Characteristics Value
Median age 31.4 years (IQR 24.8–36.1)
Gender 95/100 women (95%)
Race 56/100 black (56%)
35/100 white (35%)
Median follow-up 10.7 months (IQR 1.6–20.2)
Median BMI 35.7 kg/m2 (IQR 31.1–43)
Median CSF opening pressure 34 cmH2O (IQR 29.6–41.7)
Median CCT 552 μm (IQR 527.5–577.5)
Median IOP 15 mmHg (IQR 13–17)
Median TLPG (CSF OP-IOP) 9.4 mmHg (IQR 6.4–16.9)
Presence of papilloedema at presentation 142/200 eyes (71%)
Frisén Grade 1 39/142 eyes (20%)
Frisén Grade 2 39/142 eyes (20%)
Frisén Grade 3 40/142 eyes (20%)
Frisén Grade 4 16/142 eyes (8%)
Frisén Grade 5 8/142 eyes (4%)
Optic nerve pallor at presentation 30/200 eyes (15%)
Optic nerve pallor at final visit 43/170 eyes (25%)
Visual field defect at presentation 70/193 (36%)
Visual field defect at final visit 60/163 (36%)

IQR: interquartile range, BMI: body max index, CSF: cerebrospinal fluid, OP: opening pressure, CCT: central corneal thickness, IOP: intraocular pressure, TLPG: translaminar pressure gradient (gradient across lamina cribrosa).

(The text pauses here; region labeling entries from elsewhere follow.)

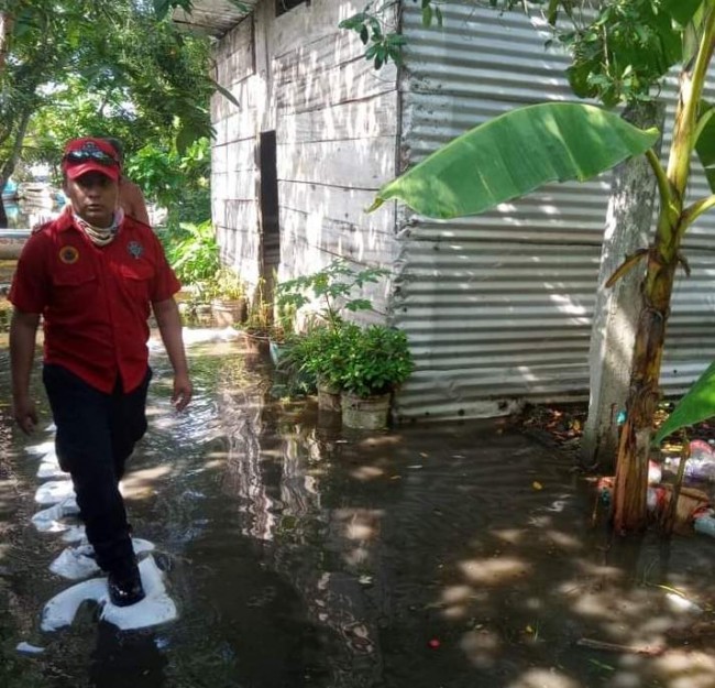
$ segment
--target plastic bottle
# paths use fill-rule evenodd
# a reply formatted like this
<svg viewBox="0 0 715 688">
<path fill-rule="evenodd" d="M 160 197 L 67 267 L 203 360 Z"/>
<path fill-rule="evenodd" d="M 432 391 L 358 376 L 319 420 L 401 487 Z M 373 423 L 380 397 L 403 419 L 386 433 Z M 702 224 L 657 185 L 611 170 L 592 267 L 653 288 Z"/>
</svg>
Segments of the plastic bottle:
<svg viewBox="0 0 715 688">
<path fill-rule="evenodd" d="M 695 527 L 695 533 L 715 537 L 715 517 L 713 516 L 712 512 L 705 516 L 695 518 L 693 525 Z"/>
<path fill-rule="evenodd" d="M 666 459 L 666 466 L 675 472 L 680 465 L 678 457 Z M 706 441 L 694 439 L 690 443 L 690 458 L 685 463 L 686 480 L 707 480 L 715 482 L 715 450 Z"/>
</svg>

Controlling for age, race and sex, CCT was not associated with any of the studied variables. No correlation was found between CCT and IOP, BMI, or TLPG. CCT was not associated with CSF-OP (Figure 1), severity of papilloedema, or optic nerve pallor at initial or final examinations. There was no correlation between CCT and final visual acuity or visual field defects [Table 2].

Figure 1.

Figure 1.

Representative illustration of the overall study results: Scatter plot showing the correlation between central corneal thickness (CCT) and CSF opening pressure. No correlation was found between CCT and CSF opening pressure (r = 0.00).

Table 2.

Association between central corneal thickness and listed variables controlling for age, sex, and race.

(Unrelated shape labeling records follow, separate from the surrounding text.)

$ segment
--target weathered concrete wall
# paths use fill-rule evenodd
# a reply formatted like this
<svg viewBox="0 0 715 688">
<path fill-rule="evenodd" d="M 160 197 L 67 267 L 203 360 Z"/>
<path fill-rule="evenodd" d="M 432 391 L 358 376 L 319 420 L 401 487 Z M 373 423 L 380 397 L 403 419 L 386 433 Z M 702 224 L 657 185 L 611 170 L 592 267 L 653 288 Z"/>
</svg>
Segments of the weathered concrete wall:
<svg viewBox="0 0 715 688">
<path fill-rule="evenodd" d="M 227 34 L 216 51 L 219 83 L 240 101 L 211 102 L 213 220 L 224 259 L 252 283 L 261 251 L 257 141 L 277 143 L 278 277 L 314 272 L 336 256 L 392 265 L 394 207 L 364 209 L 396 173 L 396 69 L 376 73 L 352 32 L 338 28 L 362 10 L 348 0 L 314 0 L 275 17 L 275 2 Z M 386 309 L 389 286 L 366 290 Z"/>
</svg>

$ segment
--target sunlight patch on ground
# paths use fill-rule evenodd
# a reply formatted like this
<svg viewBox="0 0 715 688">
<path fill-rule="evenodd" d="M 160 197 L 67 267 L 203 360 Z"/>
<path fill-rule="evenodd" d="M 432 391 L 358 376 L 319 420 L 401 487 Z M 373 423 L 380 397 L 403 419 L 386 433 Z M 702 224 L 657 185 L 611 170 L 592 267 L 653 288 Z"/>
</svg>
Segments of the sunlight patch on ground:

Variable Mean change in CCT, μm (standard error) p-Value
Frisén grade 4 or greater vs. lower grade −0.003 (0.006) 0.68
Optic nerve pallor −0.006 (0.006) 0.31
Visual acuity at final visit, per unit logMAR −0.007 (0.005) 0.12
Visual field deficit at final visit, grade 2 or higher vs. lower −0.008 (0.006) 0.16

Discussion

We found that the median CCT for patients with IIH was in the normal range. There were no correlations between CCT and CSF-OP, TLPG, severity of papilloedema, or visual outcomes. However, it is not currently possible to directly measure TLPG in humans, as has been mentioned in a recent study evaluating IOP and CSF-OP in IIH patients on acetazolamide.6 This paper also used the difference between IOP and CSF-OP as a surrogate marker for direct TLPG measurement. However, opening pressure in the lumbar spine may not reflect the pressure in the immediate retrolaminar space due to CSF compartmentalisation, leading to incorrect assumptions about the actual TLPG.7 Further studies are necessary to evaluate the relationships among CCT, TLPG, IIH, and glaucoma. Although this was a negative study, we know CCT is an important variable in glaucoma, and we suspect TLPG is a factor in glaucoma severity. Due to the influence of CCT on IOP measurements, CCT may still change TLPG. Considering CCT as a variable in future studies may therefore be important in IIH studies involving TLPG.

Funding Statement

This work was supported in part by an unrestricted departmental grant (Department of Ophthalmology) from Research to Prevent Blindness, Inc., New York; and by NIH/National Eye Institute [P30-EY06360].

Declaration of interest

The authors report no conflicts of interest.